The Copapy framework also includes a runner as Python module build from the same C code. This allows frictionless testing of code and might be valuable for using Copapy in conventional application development.
Current state#
While hardware I/O is obviously a core aspect of the project, it is not yet available. Therefore, this package is currently a proof of concept with limited direct use. However, the computation engine is fully functional and available for testing and experimentation simply by installing the package. The project is now close to being ready for integration into its first demonstration hardware platform.
Currently in development:
Array stencils for handling very large arrays and generating SIMD-optimized code - e.g., for machine vision and neural network applications
Support for Thumb instructions required by ARM*-M targets (for MCUs)
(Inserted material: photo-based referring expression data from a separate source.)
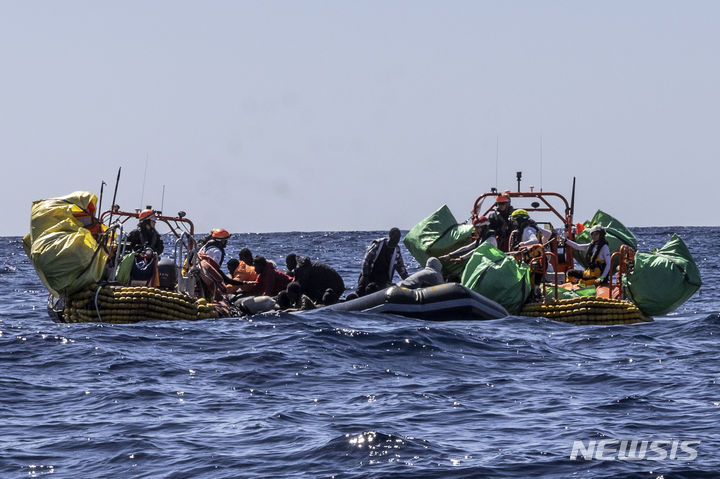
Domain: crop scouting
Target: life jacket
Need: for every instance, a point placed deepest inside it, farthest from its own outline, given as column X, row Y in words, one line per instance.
column 244, row 272
column 211, row 277
column 516, row 234
column 87, row 218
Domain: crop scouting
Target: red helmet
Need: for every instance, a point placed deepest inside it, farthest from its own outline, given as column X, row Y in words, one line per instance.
column 220, row 233
column 147, row 215
column 481, row 221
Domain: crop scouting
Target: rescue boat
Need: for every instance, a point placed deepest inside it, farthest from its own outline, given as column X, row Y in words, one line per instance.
column 78, row 258
column 533, row 280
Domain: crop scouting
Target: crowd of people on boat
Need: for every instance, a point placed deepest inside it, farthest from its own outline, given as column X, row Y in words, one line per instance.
column 255, row 284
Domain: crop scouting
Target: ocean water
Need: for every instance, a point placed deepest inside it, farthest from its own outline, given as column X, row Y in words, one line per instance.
column 357, row 395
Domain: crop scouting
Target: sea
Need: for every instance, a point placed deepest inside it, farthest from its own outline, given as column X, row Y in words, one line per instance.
column 346, row 395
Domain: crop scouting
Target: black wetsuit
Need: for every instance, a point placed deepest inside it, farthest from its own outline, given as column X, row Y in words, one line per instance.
column 316, row 278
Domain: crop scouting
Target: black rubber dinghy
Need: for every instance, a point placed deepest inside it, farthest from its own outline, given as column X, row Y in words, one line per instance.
column 446, row 302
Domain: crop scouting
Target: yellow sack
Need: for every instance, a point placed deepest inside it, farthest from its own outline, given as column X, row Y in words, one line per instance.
column 64, row 253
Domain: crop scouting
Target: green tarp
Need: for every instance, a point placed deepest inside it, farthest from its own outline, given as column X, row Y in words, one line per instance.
column 65, row 254
column 664, row 279
column 498, row 276
column 437, row 235
column 616, row 235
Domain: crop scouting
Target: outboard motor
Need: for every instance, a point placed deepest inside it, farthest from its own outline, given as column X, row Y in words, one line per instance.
column 167, row 274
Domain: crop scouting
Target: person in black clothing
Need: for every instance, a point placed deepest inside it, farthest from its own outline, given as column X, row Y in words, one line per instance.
column 317, row 278
column 381, row 260
column 291, row 263
column 145, row 236
column 500, row 221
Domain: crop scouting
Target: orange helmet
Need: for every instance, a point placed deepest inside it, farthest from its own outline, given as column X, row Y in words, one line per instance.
column 481, row 221
column 147, row 215
column 220, row 233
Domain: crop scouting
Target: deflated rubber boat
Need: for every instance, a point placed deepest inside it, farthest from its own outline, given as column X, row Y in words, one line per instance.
column 536, row 280
column 450, row 301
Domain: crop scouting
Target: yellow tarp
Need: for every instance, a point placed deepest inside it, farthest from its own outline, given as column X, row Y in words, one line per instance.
column 64, row 253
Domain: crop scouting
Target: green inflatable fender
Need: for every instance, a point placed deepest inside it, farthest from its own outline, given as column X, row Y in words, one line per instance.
column 498, row 276
column 437, row 235
column 663, row 279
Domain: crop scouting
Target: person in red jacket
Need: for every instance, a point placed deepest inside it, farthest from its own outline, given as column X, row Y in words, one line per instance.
column 270, row 281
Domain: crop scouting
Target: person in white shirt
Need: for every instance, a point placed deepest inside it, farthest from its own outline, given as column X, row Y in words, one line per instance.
column 597, row 258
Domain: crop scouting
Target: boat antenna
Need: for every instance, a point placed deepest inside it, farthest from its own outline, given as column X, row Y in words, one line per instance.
column 162, row 203
column 142, row 193
column 112, row 207
column 497, row 156
column 572, row 200
column 102, row 187
column 518, row 175
column 541, row 148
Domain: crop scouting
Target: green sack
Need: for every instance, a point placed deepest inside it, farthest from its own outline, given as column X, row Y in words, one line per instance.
column 122, row 274
column 616, row 235
column 662, row 280
column 498, row 276
column 437, row 235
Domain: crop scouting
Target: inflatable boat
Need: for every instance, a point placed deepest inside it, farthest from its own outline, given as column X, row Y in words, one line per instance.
column 449, row 301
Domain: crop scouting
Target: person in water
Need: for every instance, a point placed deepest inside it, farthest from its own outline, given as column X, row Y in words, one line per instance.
column 316, row 278
column 482, row 234
column 597, row 257
column 430, row 275
column 298, row 300
column 500, row 221
column 382, row 259
column 145, row 237
column 270, row 281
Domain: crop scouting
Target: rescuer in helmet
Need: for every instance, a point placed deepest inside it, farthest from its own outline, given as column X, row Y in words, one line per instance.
column 145, row 236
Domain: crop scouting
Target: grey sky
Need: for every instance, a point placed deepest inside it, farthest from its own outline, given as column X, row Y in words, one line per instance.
column 336, row 115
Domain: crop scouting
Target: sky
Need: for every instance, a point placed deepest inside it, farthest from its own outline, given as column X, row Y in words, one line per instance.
column 297, row 115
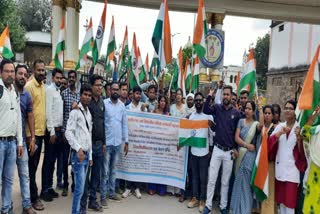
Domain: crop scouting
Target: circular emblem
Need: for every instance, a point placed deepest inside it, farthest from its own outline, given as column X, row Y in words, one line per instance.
column 214, row 49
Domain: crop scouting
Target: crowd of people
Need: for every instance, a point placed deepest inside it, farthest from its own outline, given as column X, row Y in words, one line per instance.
column 87, row 129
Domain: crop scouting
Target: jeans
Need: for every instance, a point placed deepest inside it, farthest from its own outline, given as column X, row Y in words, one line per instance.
column 80, row 171
column 108, row 171
column 8, row 155
column 23, row 171
column 50, row 157
column 33, row 166
column 199, row 176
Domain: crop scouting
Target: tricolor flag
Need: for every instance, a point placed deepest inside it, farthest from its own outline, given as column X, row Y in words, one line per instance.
column 60, row 47
column 99, row 36
column 310, row 95
column 193, row 133
column 87, row 45
column 260, row 173
column 200, row 31
column 248, row 78
column 161, row 38
column 5, row 45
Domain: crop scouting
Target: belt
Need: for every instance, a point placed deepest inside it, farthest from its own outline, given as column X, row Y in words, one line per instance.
column 9, row 138
column 223, row 148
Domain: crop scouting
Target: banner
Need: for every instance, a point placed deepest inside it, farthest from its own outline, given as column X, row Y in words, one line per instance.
column 153, row 155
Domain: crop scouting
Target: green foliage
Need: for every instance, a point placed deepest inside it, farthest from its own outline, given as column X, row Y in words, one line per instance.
column 10, row 15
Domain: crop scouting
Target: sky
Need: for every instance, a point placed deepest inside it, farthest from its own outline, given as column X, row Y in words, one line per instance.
column 240, row 32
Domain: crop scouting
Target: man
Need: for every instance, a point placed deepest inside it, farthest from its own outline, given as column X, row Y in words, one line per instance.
column 116, row 129
column 96, row 108
column 53, row 143
column 10, row 132
column 69, row 97
column 37, row 91
column 226, row 118
column 199, row 159
column 26, row 114
column 78, row 134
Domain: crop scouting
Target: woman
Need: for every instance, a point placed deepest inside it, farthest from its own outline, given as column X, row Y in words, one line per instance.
column 247, row 138
column 162, row 108
column 288, row 153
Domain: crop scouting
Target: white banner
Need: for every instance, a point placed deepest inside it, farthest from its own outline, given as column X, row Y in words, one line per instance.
column 153, row 155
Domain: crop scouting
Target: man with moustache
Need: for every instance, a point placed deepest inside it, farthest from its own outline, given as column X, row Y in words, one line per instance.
column 54, row 116
column 10, row 133
column 116, row 129
column 26, row 114
column 37, row 91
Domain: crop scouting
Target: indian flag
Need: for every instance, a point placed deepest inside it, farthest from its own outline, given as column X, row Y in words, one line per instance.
column 87, row 45
column 193, row 133
column 5, row 45
column 200, row 31
column 161, row 38
column 310, row 95
column 260, row 173
column 99, row 36
column 248, row 78
column 60, row 47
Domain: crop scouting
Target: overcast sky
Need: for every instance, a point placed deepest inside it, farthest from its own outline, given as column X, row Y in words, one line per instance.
column 240, row 32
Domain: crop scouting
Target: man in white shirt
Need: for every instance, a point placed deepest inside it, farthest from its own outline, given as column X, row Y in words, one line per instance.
column 78, row 134
column 10, row 132
column 54, row 117
column 199, row 159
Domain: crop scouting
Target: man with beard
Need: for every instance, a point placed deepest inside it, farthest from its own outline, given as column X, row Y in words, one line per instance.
column 69, row 97
column 226, row 119
column 26, row 114
column 10, row 133
column 199, row 159
column 116, row 129
column 53, row 143
column 37, row 91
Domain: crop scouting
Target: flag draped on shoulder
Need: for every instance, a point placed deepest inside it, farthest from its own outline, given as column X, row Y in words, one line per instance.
column 310, row 95
column 87, row 45
column 161, row 38
column 248, row 78
column 5, row 45
column 99, row 36
column 193, row 133
column 60, row 47
column 200, row 31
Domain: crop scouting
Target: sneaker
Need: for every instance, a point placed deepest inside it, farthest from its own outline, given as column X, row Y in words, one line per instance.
column 206, row 210
column 193, row 203
column 126, row 193
column 137, row 193
column 201, row 206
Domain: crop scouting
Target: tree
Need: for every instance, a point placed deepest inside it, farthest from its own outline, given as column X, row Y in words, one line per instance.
column 261, row 53
column 9, row 16
column 35, row 14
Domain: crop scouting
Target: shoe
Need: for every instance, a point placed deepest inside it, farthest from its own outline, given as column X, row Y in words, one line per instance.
column 137, row 193
column 201, row 206
column 115, row 197
column 206, row 210
column 46, row 196
column 53, row 193
column 193, row 203
column 38, row 205
column 126, row 193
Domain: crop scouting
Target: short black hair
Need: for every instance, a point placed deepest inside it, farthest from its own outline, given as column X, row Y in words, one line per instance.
column 136, row 89
column 94, row 78
column 85, row 87
column 4, row 62
column 55, row 71
column 72, row 72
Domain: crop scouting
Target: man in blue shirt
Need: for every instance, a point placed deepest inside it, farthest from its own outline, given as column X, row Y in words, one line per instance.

Constant regrouping for further symbolic optimization of the computation graph
Despite missing SIMD-optimization, benchmark performance shows promising numbers. The following chart plots the results in comparison to NumPy 2.3.5:
For the benchmark (tests/benchmark.py) the timing of 30000 iterations for calculating the therm sum((v1 + i) @ v2 for i in range(10)) where measured on an Ryzen 5 3400G. Where the vectors v1 and v2 both have a lengths of v_size which was varied according to the chart from 10 to 600. For the NumPy case the “i in range(10)” loop was vectorized like this: np.sum((v1 + i) @ v2) with i being here a NDArray with a dimension of [10, 1]. The number of calculated scalar operations is the same for both contenders. Obviously copapy profits from less overheat by calling a single function from python per iteration, where the NumPy variant requires 3. Interestingly there is no indication visible in the chart that for increasing v_size the calling overhead for NumPy will be compensated by using faster SIMD instructions.
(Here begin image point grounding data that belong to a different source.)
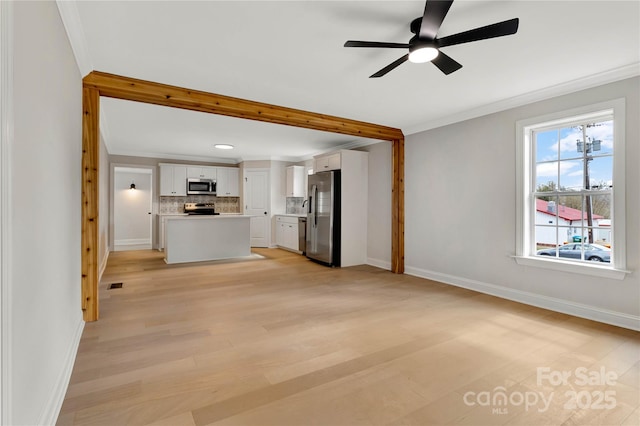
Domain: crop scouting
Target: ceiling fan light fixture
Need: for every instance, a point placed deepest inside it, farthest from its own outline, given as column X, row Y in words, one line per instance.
column 423, row 54
column 223, row 146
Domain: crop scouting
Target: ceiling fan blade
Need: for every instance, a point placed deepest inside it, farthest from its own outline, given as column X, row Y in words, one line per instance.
column 490, row 31
column 391, row 66
column 446, row 64
column 355, row 43
column 434, row 13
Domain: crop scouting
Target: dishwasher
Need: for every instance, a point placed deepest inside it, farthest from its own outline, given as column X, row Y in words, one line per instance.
column 302, row 234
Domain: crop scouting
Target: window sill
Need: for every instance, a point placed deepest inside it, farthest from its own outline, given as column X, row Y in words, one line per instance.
column 594, row 270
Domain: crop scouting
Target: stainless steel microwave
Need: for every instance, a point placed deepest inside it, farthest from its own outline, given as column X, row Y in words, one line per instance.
column 201, row 186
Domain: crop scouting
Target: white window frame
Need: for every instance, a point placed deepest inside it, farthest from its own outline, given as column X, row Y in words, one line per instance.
column 525, row 186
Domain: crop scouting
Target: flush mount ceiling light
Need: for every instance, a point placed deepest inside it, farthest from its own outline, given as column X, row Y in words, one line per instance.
column 423, row 54
column 223, row 146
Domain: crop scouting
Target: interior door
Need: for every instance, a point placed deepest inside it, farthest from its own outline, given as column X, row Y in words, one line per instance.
column 132, row 207
column 257, row 205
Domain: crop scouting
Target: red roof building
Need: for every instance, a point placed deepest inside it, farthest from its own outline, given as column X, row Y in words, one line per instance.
column 567, row 213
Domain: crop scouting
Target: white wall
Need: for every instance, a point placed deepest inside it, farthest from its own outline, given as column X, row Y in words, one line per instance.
column 379, row 205
column 460, row 182
column 104, row 205
column 45, row 190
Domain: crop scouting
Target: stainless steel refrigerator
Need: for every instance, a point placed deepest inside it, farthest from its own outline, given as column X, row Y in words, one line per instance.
column 323, row 218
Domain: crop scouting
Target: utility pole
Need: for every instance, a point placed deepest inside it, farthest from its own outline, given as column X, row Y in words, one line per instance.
column 586, row 148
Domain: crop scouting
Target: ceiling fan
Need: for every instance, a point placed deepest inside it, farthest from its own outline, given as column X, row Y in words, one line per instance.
column 425, row 46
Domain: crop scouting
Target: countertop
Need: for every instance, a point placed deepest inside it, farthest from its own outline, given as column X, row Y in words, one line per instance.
column 208, row 217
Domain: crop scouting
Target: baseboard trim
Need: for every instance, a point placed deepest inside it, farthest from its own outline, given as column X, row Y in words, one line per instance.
column 51, row 411
column 379, row 263
column 103, row 264
column 132, row 242
column 619, row 319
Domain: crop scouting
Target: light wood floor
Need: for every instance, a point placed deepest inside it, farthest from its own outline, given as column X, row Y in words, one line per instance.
column 279, row 340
Furthermore for many applications copypy will benefit by reducing the actual number of operations significantly compared to a NumPy implementation, by precompute constant values know at compile time and benefiting from sparcity. Multiplying by zero (e.g. in a diagonal matrix) eliminate a hole branch in the computation graph. Operations without effect, like multiplications by 1 oder additions with zero gets eliminated at compile time.
Install#
To install Copapy, you can use pip. Precompiled wheels are available for Linux (x86_64, AArch64, ARMv7), Windows (x86_64) and macOS (x86_64, AArch64):
pip install copapy
License#
This project is licensed under the MIT license - see the LICENSE file for details.